Resource monitoring (CPU + RAM)

experimentMonitor() is the read-only entry point. Discovery depends on what you pass:

experimentMonitor() (no args) – enumerates every tmux pane on the calling machine across all tmux servers, same as the historical tmuxListPanes().
experimentMonitor(ef) – queue-driven discovery across all machines in ef$cores (with the hostname-to-SSH-alias probe described above).
experimentMonitor(queue_paths = "...") – same as ef mode, but for cross-session use when the ef handle is gone.

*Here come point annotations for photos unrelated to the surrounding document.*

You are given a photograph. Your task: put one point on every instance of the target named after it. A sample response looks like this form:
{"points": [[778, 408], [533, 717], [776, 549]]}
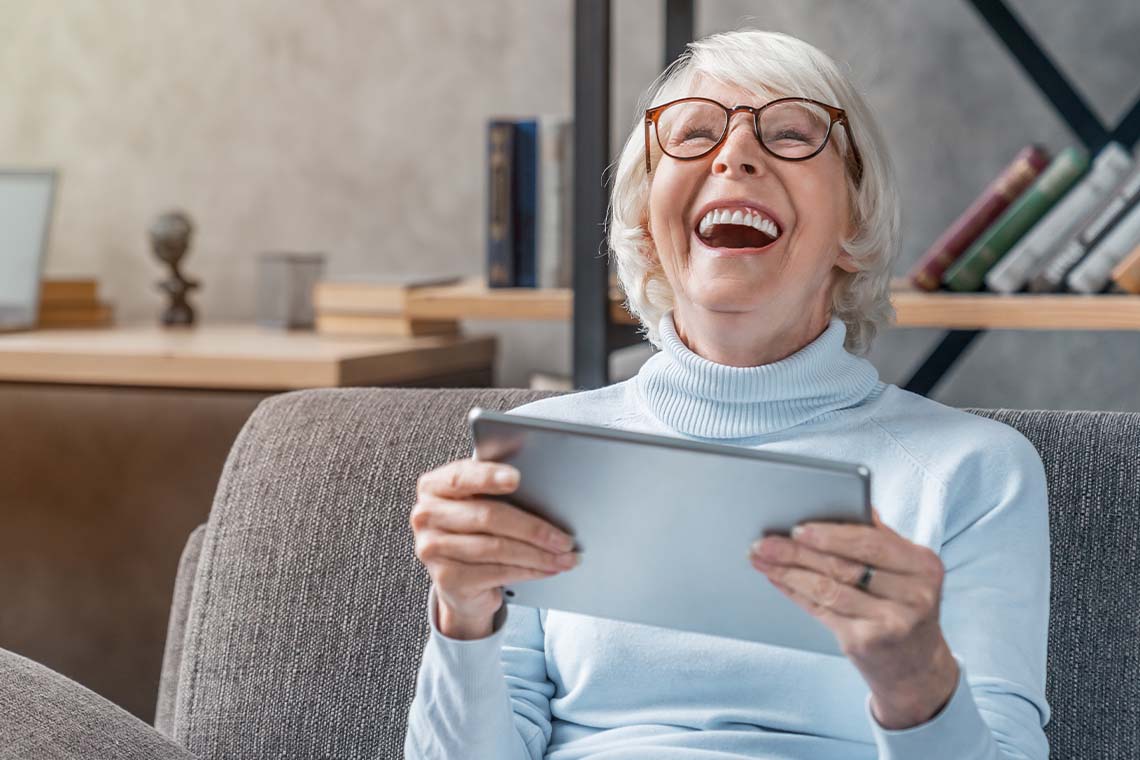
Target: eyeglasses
{"points": [[791, 129]]}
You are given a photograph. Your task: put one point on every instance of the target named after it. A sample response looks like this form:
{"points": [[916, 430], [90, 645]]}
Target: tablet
{"points": [[665, 524]]}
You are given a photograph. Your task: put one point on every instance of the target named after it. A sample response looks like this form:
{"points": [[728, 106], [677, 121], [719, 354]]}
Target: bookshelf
{"points": [[599, 331]]}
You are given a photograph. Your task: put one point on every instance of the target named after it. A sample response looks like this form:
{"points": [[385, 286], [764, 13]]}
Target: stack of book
{"points": [[529, 194], [73, 303], [376, 307], [1044, 225]]}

stats = TRUE batches ps -o pid=,%cpu=,rss=,state= (locally and via one SSH connection per remote node) to append:

state – R (running on CPU), S (sleeping / waiting), D (uninterruptible sleep, often disk I/O – persistent D = hang), T (stopped), Z (zombie), Closed (R session exited but tmux pane still open).
cpuAvg – percent CPU averaged over the process's lifetime (note: not the instantaneous rate htop shows).
RAM (GB) – resident memory (RSS), 1 decimal place.
availableCores – total CPUs on the node, from nproc.
total RAM (GB) – total RAM on the node, from /proc/meminfo.

availableCores and total RAM (GB) are constant across all rows on the same node, so each pane's resource use is visible relative to its node capacity. Unreachable nodes get NA for all their rows; titles missing a parseable <node>-<pid> get NA too – one bad pane / unreachable host doesn't poison the rest of the table.

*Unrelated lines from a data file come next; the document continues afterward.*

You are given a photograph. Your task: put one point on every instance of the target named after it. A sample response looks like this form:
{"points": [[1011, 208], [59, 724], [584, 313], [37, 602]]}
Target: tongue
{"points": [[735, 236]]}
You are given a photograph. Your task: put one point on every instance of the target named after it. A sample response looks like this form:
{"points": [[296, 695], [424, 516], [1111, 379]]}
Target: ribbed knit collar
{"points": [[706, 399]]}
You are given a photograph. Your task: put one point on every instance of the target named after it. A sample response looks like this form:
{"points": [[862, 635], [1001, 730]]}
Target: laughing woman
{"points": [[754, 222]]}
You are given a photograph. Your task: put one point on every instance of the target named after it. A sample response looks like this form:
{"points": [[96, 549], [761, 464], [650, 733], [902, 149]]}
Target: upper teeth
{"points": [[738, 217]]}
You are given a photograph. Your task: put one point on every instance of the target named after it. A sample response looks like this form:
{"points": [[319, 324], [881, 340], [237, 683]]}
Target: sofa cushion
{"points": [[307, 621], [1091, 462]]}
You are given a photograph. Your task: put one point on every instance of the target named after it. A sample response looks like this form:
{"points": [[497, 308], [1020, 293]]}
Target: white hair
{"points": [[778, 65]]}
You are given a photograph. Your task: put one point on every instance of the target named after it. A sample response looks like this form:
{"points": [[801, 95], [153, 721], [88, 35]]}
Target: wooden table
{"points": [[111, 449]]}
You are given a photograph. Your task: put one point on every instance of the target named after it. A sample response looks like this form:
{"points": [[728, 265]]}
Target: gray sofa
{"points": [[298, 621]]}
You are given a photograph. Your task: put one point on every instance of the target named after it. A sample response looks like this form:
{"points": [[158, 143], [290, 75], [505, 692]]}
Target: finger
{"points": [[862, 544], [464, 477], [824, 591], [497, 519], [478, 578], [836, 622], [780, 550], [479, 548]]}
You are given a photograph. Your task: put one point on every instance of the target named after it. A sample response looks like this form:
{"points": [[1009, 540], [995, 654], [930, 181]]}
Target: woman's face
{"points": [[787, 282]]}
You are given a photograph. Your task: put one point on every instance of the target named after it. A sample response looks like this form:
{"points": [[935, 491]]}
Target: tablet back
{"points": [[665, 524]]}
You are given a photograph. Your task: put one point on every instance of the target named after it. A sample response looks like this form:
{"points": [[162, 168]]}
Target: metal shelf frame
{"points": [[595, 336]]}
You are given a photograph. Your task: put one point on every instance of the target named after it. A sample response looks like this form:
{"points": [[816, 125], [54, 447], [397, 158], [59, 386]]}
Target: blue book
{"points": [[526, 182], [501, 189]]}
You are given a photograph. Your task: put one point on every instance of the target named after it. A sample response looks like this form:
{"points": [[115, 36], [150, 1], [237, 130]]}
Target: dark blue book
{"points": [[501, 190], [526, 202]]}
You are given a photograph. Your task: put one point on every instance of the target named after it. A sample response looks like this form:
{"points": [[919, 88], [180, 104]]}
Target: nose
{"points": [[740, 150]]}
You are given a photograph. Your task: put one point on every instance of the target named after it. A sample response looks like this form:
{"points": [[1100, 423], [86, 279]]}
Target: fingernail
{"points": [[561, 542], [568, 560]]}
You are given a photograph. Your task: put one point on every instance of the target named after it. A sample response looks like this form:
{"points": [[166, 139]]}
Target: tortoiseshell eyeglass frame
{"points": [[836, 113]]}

Single function, three sources, same stats columns either way – so a stakeholder running experimentMonitor(ef, stats = TRUE) on a laptop sees the same per-worker CPU / RAM picture that experimentMonitor(stats = TRUE) (legacy tmux mode) gives on the master node. tmuxListPanes() is preserved as a thin alias that calls experimentMonitor() with no ef, so older code keeps working unchanged.

Related families:

scenario_family – canonical record for one row of df, reversibly convertible between field values, an output directory path, and an upload tarball filename.
queueRead() / queueUploadMissing() / outList() / outScenarios() – helpers for queues persisted to a Google Sheet plus a Drive upload folder, including the queue-vs-uploads anti-join.
experimentMonitor() – read-only worker / pane lister. With no args, scans tmux panes; with ef or queue_paths, scans the queue file's RUNNING rows and verifies each PID is alive (local /proc, batched SSH for remotes). stats = TRUE adds per-worker CPU / RSS / state and per-node nproc / total RAM via batched ps. tmuxListPanes() is a thin alias for the no-args form.
tmuxRefreshQueueStatus() / tmuxFindDuplicates() / tmuxKillPanes() – operational tools that work regardless of which runner produced the queue.
experimentFutureList() – experimentFuture-side equivalent of tmuxListPanes(): discovers live workers across the cluster (driven off the queue file's RUNNING rows plus an ssh <core> hostname -s alias probe), and with kill = TRUE sends TERM / INT / KILL to all of them in one call (local via tools::pskill(), remote batched per machine via SSH), then refreshes the queue and demotes the matching Google-Sheet rows when an <queue_path>.ss_id sidecar is present.

Controlling which events run

All of these honour spades()'s events argument, which restricts the events executed for each module (see SpaDES.core::spades()):

experiment() / experiment2(): pass events as a named argument; it is forwarded to every spades() call, e.g. experiment2(sim1, sim2, events = list(fireSpread = "init")). The same events apply to all simulations / replicates.
experimentTmux() / experimentFuture() / experimentSBATCH(): there is no events argument because these functions do not call spades() – your global.R does. To control events, add an events column to df (each cell is the events spec for that row) and, inside global.R, call spades(sim, events = events). Because each row carries its own value, this gives per-scenario control of which events run for any particular module – something the single shared events of the in-memory family cannot do.